The issue of whether SABS amendments apply retroactively was addressed in Federico v. State Farm (FSCO Appeal Decision, P12-00022). In this case, the claimant was involved in an accident on December 20, 2006. One of the disputed issues was whether or not the claimant was entitled to interest beyond September 1, 2010 in the amount of 2% compounded monthly (pursuant to the 1996-SABS) or 1% compounded monthly in accordance with the amendments which became effective September 1, 2010. It was found that the wording of section 3(1.4) did not provide for interference with the substantive right of entitlement to interest in the amount of 2% per month. Thus the introduction of the distinction between substantive/vested rights vs. procedural rights. Essentially, this case set off a chain of litigation which attempted to deal with the transition provisions as the result of amendments to the SABS in the context of whether the amendment affects a substantive right or a procedural one. If the change was procedural only, it was generally felt that the change could take affect retroactively. This included the decision in Davis v. Wawanesa Mutual Insurance Company. In that case, the claimant was seeking a determination of whether or not her attendant care benefits were subject to the February 1, 2014 amendment to the SABS which limited the maximum amount payable to a non-professional service provider to the lesser of the economic loss of the service provider or the Form 1 amount. The accident occurred prior to the amendment and the claimant’s attendant care benefit was ongoing as of February 1, 2014. The arbitrator found that the amendment would affect a substantive and vested right and therefore did not apply to the claimant’s accident benefit claim. The decision was upheld on appeal to the Superior Court.

However, on April 6, 2017, Director’s Delegate Rogers released an appeal decision in the case MVACF v. Barnes (P16-00087). The same issue was at play as in the Davis case above but Director Rogers came to the opposite conclusion. In fact, he went further and found that there are no vested rights in unchanged SABS at all due to the fact that these benefits are not part of a private contract between parties who have control over the terms of the contract and changes thereto as well as the fact that rights cannot vest in context of SABS benefits as they are subject to ongoing qualification for the benefit in dispute. In Director Roger’s opinion, Ms. Barnes did not have a vested right in attendant care benefits simply because she was injured in an MVA, instead her right to the benefit was contingent on her ongoing need, the provision of services and that the benefit is incurred. It was also found that the application of the amendment was prospective and not retrospective or retroactive.

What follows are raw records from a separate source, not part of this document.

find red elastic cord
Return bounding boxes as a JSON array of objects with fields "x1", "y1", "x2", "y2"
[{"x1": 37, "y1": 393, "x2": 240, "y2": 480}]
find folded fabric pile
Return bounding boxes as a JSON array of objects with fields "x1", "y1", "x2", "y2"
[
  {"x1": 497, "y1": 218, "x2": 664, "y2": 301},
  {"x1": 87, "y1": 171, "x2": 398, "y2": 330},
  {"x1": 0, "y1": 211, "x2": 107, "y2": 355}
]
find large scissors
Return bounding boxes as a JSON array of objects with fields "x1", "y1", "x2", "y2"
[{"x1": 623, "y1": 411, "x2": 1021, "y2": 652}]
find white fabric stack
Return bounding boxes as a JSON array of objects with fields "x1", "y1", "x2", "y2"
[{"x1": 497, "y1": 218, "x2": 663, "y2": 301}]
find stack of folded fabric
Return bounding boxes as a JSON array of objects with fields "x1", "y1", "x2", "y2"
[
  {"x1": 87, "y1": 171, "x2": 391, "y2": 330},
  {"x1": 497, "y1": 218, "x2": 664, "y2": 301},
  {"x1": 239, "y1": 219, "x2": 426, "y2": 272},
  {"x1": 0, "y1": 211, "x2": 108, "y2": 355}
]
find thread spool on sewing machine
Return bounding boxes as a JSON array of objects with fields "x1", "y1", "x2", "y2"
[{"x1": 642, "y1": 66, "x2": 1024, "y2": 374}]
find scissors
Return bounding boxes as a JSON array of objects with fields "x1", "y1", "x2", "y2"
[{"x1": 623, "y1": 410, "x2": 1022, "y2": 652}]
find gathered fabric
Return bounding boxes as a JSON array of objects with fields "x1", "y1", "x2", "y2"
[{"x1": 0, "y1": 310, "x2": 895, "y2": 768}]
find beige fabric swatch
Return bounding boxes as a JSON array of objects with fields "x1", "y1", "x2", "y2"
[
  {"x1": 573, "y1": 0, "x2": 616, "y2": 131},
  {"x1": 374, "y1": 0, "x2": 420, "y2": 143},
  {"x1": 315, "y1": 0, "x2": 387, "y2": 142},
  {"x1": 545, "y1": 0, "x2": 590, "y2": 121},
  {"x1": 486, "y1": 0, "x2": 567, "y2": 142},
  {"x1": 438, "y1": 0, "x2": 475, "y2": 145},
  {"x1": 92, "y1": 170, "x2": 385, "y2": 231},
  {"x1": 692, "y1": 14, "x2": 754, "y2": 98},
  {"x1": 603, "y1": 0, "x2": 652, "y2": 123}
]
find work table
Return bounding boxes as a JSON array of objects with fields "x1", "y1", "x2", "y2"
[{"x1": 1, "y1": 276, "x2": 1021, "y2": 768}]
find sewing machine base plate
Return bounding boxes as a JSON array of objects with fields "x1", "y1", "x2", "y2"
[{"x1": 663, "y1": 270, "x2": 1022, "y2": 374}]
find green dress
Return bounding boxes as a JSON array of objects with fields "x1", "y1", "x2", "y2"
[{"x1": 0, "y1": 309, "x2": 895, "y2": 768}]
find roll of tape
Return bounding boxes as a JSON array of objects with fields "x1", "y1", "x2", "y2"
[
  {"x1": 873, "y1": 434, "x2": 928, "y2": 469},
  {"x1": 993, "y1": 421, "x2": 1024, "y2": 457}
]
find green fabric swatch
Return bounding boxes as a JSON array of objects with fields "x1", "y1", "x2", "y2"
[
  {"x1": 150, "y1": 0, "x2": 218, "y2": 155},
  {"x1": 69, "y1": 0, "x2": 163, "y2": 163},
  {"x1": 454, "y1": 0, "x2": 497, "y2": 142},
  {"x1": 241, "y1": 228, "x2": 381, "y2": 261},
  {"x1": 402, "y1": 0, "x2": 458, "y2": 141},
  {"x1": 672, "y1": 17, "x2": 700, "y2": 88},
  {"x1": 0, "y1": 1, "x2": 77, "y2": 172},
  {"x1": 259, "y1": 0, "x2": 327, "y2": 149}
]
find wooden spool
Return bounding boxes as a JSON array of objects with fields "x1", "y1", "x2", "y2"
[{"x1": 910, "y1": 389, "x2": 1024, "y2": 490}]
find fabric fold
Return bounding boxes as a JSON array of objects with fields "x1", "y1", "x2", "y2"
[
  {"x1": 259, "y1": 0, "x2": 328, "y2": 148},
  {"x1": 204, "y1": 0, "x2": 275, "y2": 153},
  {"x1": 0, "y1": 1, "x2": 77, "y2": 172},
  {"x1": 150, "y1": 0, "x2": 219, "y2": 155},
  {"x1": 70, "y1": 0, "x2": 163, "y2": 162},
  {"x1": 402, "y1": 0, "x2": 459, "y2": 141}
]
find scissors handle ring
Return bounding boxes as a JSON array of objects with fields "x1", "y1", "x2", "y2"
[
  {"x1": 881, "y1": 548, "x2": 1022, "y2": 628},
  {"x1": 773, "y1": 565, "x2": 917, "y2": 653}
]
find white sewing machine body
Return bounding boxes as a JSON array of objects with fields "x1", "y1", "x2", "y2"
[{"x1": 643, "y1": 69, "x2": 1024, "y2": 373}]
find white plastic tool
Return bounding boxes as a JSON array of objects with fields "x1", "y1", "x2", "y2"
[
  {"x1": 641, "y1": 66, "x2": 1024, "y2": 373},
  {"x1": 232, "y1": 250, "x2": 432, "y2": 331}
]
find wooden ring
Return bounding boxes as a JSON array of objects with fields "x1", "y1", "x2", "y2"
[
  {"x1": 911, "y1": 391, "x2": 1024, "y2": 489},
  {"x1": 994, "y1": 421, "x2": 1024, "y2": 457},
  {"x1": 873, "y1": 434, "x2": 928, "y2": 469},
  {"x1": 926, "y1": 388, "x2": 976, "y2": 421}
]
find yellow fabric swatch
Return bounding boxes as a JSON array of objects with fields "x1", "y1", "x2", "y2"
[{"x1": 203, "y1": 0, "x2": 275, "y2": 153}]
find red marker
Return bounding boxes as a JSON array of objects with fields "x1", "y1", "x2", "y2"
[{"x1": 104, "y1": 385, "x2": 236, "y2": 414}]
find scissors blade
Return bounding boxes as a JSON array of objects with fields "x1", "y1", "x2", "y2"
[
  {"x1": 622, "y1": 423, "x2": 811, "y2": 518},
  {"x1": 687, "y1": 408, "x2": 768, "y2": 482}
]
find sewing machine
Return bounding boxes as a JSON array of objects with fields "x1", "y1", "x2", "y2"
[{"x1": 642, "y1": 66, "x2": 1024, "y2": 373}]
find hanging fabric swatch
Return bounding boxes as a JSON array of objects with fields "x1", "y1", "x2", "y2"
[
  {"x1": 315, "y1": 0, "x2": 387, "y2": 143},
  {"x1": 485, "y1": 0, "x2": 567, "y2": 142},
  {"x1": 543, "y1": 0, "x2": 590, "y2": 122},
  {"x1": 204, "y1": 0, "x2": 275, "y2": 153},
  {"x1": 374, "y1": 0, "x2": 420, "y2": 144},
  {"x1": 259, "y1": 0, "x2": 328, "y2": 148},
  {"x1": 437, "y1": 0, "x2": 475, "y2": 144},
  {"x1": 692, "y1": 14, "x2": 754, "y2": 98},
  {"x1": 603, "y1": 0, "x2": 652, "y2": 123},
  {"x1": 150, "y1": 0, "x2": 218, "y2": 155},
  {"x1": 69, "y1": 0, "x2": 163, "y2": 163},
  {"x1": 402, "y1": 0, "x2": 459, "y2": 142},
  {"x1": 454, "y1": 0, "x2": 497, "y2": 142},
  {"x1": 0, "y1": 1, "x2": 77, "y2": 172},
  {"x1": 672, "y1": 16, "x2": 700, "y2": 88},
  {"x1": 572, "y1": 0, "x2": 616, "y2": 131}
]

Contrary to the outcome in Davis, Director Rogers found that attendant care benefits payable beyond February 1, 2014 in relation to a pre-February 1, 2014 MVA are limited to the amount of economic loss sustained by a non-professional service provider.

This case will have future implications in adjusting accident benefits claims and likely sooner than later as the June 1, 2016 amendments to the SABS have recently come into force.